Limitations: MST's applicability to fluorescent proteins is limited because it usually requires protein fluorescence labelling or depends on natural tryptophan fluorescence.

3.2 Fragment Library Design and Composition

The success of FBDD campaigns is significantly influenced by the layout and makeup of fragment screening libraries. 500–2500 distinct compounds with substantial structural diversity that meet the rule-of-three criteria are found in successful fragment libraries. One of the guiding concepts of library design is structural diversity, which states that fragment libraries are designed to maximise the investigation of a variety of chemical spaces, such as linear chains, heterocyclic scaffolds, aromatic rings, and saturated ring complexes [11]. While pharmacophore representation states that modern fragment libraries incorporate representation of diverse pharmacophoric groups such as hydrogen bond donors and acceptors, aromatic ring systems, and basic and acidic functionalities, diversity-oriented synthesis approaches produce libraries with a variety of topologies and functional group compositions.
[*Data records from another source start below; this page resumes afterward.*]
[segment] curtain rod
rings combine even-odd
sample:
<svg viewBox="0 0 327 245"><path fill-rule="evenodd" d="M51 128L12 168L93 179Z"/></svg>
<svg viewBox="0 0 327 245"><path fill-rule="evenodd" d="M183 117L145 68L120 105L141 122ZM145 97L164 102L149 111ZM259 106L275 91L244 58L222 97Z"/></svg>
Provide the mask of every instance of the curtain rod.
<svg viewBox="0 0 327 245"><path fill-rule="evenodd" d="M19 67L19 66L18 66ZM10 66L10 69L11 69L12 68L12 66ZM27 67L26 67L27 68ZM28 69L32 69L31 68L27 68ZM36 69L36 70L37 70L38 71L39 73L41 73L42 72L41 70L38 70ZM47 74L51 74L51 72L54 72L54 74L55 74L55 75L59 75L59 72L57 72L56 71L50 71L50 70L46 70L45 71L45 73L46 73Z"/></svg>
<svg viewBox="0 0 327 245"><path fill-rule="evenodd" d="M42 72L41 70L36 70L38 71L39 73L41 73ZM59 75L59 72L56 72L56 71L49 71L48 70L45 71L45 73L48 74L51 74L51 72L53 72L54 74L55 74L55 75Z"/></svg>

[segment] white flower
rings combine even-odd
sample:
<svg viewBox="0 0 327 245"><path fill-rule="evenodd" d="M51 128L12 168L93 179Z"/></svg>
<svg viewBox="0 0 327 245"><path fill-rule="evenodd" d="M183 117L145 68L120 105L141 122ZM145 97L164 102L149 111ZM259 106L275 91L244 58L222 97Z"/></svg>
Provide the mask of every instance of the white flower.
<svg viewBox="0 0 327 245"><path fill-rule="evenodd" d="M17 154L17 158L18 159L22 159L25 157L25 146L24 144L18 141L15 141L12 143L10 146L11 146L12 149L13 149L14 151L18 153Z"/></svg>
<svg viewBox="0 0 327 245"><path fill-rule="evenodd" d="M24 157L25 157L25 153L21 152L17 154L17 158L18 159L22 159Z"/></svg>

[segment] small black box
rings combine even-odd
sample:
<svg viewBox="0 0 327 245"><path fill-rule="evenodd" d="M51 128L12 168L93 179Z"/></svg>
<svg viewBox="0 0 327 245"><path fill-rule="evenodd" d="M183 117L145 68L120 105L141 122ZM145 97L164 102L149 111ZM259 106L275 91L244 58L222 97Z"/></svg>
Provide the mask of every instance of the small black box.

The likelihood of finding hits against various target protein binding sites is increased by this pharmacophoric variety.

4. Fragment Optimization Strategies [12,13,14]

The next task is to systematically develop these weak-binding fragments into strong lead compounds with advantageous drug-like characteristics after fragment hits have been identified through screening campaigns. Perhaps the most difficult part of FBDD is fragment optimisation, which calls for a close combination of molecular biology knowledge, medicinal chemistry inventiveness, and structural understanding.

4.1 Fragment Growing

The most straightforward and widely used optimisation technique is fragment growing. This approach keeps a verified fragment hit inside the binding pocket while methodically adding chemical substituents to take advantage of extra interactions with the residues and pockets of protein binding sites.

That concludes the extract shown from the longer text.